Borussia Dortmund may feel hard done-by over losing Mario Götze to Bayern Munich, but it's the simple economics of a football food chain.

Bayern Munich's signing of Mario Götze, we have heard, is everything that is wrong with football. It's killing the game. It shows the ludicrously unfair bias towards the big clubs, that they can just bully any smaller outfit into letting their best talent go. It'll surely end up destroying the league.

It's such a crime against football, in fact, that Dortmund will react by... doing exactly the same thing. Aside from some shots in the dark like Shinji Kagawa, Dortmund have been able to make the most of their status as Germany's second club, taking advantage of that position by hoovering up any domestic talent that Bayern have been unable or willing to secure. They did it with Marco Reus, and they'll likely react to the loss of Götze in the same fashion.

There have been suggestions that the response will, specifically, be to test Schalke's resolve with an offer they can't refuse for Julian Draxler. It would take advantage of some imbalanced books from their rivals, and would be an act of greater controversy than Götze's switch to Bavaria. Yet, even if that proves to be too fanciful, or Schalke set too high a price on their pride, there are other targets. Dortmund aren't paupers, especially with the money from the Götze transfer in their pocket, and there are plenty of potential delights on the menu, perhaps from Werder Bremen, or Frankfurt, or Borussia Monchengladbach.

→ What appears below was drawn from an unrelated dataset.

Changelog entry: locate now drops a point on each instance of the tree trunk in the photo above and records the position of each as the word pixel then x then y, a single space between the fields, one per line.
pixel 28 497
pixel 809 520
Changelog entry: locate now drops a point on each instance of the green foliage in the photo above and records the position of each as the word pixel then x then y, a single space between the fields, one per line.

Germany, despite the insistence of the league's competitiveness, is actually one of the most imbalanced in Europe, with Bayern enjoying a staggering advantage compared to their rivals. It's only that quirk, the power being so concentrated in the top team, that allows them to behave any differently. If Bayern want a player in Germany, then unless they're competing with foreign clubs, the player is theirs. Nobody can compete with them in a bidding war.

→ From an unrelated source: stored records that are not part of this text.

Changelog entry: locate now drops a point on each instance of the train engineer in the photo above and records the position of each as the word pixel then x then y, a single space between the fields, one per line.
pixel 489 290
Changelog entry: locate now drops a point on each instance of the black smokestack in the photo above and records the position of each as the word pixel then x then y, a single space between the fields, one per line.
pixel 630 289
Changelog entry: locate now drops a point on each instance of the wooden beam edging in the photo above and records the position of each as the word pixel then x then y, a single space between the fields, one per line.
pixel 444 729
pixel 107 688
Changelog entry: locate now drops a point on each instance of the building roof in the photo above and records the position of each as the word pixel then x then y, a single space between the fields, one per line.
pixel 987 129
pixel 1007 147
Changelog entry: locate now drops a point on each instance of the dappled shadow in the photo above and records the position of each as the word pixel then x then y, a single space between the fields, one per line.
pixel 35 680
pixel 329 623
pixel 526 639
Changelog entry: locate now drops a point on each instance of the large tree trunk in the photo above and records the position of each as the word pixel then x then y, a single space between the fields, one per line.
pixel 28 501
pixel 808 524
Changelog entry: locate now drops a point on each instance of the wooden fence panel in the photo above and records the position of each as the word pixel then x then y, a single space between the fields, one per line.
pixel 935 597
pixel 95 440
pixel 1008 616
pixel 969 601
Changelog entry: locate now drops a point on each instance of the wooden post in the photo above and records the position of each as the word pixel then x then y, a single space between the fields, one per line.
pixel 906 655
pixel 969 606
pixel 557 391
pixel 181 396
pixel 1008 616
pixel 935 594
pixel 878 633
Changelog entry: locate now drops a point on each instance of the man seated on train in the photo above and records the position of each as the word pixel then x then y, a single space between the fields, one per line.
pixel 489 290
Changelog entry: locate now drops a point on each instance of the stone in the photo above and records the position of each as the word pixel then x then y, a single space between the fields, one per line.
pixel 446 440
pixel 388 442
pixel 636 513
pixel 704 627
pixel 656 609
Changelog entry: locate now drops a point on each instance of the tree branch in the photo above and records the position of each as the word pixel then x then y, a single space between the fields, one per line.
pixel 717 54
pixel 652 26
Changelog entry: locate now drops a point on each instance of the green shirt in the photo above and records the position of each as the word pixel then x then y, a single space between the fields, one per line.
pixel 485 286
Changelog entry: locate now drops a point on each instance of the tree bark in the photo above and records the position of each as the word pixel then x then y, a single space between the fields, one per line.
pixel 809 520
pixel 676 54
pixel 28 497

Other clubs, usually those in smaller countries, have accepted the way of things and built their entire strategy on it. Porto are the archetype, masters of buying low and selling high, extracting maximum price by selling their top players at the peak of their value while they have plenty of time left on their contract, to spend the money again on some new young talent. It's allowed them to punch well above their weight, and other countries trapped in poorer leagues are now coming round to their plan - the likes of Celtic and Ajax appear to have followed suit. It's not just for the smaller leagues either - Udinese are perhaps one other example.

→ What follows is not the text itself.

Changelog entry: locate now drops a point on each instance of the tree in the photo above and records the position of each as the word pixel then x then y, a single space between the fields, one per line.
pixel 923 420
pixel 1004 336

It wasn't even really financial bullying that forced Dortmund's hand, but the release fee - so what they had already set as a fair price. And even if it was, it's the same way Neven Subotic, Lukas Piszczek, and Sven Bender were acquired - although at least Dortmund ended up getting something approaching a fair price for Götze. It's the way of the world, a simple food-chain, where Bayern are fortunate enough to be at the top table, relatively safe from becoming prey themselves. Dortmund don't have such a luxury - although that doesn't make their own carnivorousness any more saintly.